The data-intensive nature of the 21st-century biology makes it very important for scientists to have a basic proficiency in statistics. Whether it is thousands of gene expression levels as measured by a microarray, millions of polymorphisms that have been genotyped in a case-control study or more general questions of how to properly design an experiment, you will constantly be confronted with how to collect, analyze and interpret data. This course provides the key statistical concepts and methods necessary for extracting biological insights from data.
A common misconception about "doing" statistics is that it is useful only for analyzing data after an experiment has been performed. In fact, statistical methods are an integral part of designing experiments as well. How small of an effect size do you want to be able to detect? What sample size will you need? What is the power of your experiment?

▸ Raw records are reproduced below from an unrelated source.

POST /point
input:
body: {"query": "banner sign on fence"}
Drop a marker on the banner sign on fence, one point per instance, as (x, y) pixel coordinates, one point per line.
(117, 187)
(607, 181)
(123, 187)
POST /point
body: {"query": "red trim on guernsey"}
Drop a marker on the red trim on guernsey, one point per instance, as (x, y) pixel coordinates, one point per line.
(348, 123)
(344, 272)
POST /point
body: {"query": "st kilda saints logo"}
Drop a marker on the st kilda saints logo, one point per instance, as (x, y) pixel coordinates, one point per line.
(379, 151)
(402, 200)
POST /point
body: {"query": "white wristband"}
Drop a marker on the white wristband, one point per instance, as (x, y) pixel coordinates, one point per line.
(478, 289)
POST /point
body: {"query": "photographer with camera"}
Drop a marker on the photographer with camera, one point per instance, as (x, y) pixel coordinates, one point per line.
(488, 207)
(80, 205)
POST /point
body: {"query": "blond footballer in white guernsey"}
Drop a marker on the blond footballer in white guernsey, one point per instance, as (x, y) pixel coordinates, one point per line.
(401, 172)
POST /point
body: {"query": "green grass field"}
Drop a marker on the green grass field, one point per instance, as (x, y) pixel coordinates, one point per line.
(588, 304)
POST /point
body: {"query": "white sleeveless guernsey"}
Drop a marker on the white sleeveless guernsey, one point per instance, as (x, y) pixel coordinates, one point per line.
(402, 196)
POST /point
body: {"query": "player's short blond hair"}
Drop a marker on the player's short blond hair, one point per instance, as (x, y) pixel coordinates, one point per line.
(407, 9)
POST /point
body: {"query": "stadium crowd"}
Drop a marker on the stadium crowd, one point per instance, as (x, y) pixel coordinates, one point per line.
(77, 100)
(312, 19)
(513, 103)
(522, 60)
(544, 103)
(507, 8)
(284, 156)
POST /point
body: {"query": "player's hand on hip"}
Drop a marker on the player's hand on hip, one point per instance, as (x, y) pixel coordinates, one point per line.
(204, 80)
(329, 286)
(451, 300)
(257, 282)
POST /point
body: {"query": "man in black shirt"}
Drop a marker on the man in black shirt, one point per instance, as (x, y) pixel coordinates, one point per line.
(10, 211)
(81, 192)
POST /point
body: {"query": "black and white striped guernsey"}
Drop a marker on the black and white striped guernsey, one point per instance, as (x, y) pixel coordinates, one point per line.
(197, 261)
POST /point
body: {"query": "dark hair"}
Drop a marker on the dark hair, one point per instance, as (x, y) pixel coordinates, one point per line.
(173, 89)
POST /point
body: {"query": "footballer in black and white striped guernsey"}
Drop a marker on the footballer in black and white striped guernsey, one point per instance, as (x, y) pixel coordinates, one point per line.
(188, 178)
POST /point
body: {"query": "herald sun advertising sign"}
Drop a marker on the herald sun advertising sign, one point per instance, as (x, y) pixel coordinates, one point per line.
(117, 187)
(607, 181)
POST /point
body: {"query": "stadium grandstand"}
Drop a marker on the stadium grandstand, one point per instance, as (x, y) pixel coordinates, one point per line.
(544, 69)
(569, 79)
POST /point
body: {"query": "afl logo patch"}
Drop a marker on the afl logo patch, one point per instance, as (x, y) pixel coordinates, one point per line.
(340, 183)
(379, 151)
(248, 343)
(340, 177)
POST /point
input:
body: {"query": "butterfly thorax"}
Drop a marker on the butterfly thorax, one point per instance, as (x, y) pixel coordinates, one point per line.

In this ten week course, we will not be able to cover every specific topic that might arise in the course of your research. Thus, we will focus on rigorous understanding of fundamental concepts that will provide you with the tools necessary to address routine statistical analyses and the foundation to learn about more specialized topics.

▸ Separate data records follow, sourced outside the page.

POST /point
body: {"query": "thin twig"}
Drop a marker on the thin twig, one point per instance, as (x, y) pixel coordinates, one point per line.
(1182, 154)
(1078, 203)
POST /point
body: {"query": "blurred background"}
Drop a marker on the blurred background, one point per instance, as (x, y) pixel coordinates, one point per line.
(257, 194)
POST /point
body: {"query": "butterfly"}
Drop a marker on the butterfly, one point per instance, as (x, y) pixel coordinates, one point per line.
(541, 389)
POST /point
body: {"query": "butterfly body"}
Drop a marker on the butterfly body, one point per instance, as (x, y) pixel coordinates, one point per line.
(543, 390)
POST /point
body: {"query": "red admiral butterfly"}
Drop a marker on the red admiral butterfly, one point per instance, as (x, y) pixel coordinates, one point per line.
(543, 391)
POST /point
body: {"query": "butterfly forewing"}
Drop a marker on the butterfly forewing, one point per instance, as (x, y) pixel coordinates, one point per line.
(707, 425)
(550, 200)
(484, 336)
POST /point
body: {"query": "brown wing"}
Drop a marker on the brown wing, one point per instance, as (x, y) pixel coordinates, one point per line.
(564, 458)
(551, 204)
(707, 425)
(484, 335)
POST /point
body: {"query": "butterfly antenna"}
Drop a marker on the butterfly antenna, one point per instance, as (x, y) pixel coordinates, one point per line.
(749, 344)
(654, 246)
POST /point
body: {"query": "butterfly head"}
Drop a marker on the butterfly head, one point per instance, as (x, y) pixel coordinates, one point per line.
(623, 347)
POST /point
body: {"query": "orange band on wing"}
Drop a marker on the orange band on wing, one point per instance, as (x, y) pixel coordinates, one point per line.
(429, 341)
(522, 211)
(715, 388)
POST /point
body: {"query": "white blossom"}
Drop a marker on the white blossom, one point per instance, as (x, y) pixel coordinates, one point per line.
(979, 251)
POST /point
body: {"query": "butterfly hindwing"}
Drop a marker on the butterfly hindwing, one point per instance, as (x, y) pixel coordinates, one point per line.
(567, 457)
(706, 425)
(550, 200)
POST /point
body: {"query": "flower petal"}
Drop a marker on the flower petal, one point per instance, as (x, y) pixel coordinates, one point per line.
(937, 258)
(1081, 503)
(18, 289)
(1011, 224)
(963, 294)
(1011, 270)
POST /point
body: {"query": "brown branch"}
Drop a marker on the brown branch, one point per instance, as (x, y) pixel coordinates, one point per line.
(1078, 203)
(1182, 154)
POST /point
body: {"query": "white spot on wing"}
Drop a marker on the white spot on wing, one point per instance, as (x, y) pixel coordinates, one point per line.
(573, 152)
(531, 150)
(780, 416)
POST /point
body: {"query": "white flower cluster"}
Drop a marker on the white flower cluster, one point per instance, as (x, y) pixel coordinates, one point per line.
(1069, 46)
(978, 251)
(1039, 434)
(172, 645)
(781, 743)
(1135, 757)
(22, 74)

Throughout this course, we will often make use of the freely available statistical software R (http://www.r-project.org). R has become one of the most widely used platforms for statistical analysis in genomics because it is powerful, free and capable of making publication-quality graphics. Problem sets will be much easier to complete using R, though you are free to use other tools if you prefer. We strongly recommend you take the time to learn R.
The primary objective of this course is to provide a strong foundation in fundamental statistical concepts, particularly as they relate to genomics, and thus to better prepare you for research. The key here is not "getting the right answer," but rather learning how to get the right answer.

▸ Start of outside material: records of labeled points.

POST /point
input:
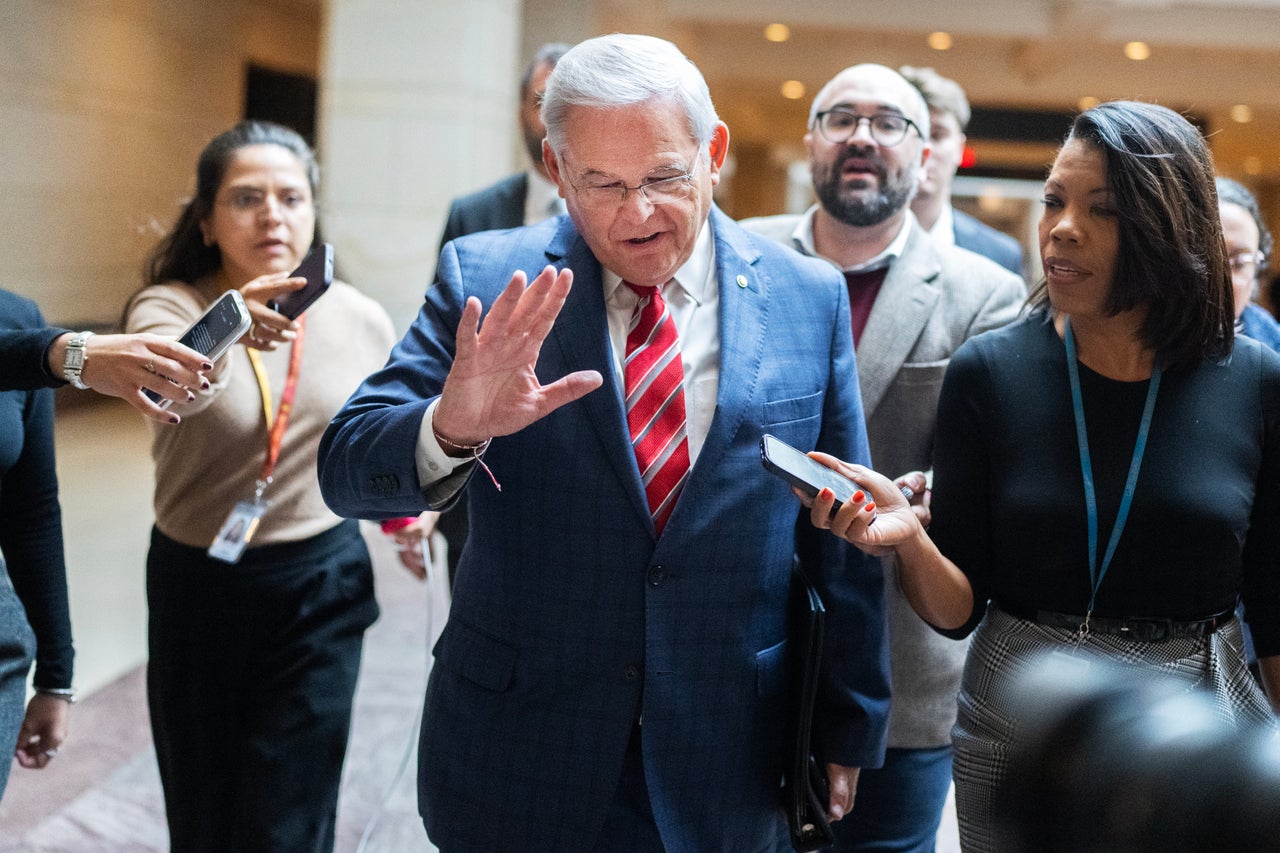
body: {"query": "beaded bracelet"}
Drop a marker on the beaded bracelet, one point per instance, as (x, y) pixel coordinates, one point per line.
(68, 694)
(475, 450)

Lectures and R tutorials are available here. There is no required textbook for this course.
A note about grading: the point of the assignments is not just to get the right answer. Many statistics problems come with choices: Which test should I choose? How should I best visualize these data? What distribution fits my sample? Many of these questions have no single "correct" answer. The point of the homework is to gain the skills to answer these questions on your own. Grading will reflect the learning process, not just the end result.
Feel free to work in groups; in fact, discussion of the homework assignments is encourage. However, each student must turn in his or her own assignment. Please don't copy homework; you won't learn anything.
The class meets twice a week on Mondays and Wednesdays from 9:00-10:20 AM in Foege S040.
Each class will last for 80 minutes and be primarily lecture based. We will interrupt lectures to work on problems in small groups, and will also work through analyses using R. Some classes will include approximately 20 minutes of interactive work with R designed around applying key concepts learned in class to real data. Therefore, students are urged to bring a laptop with R installed.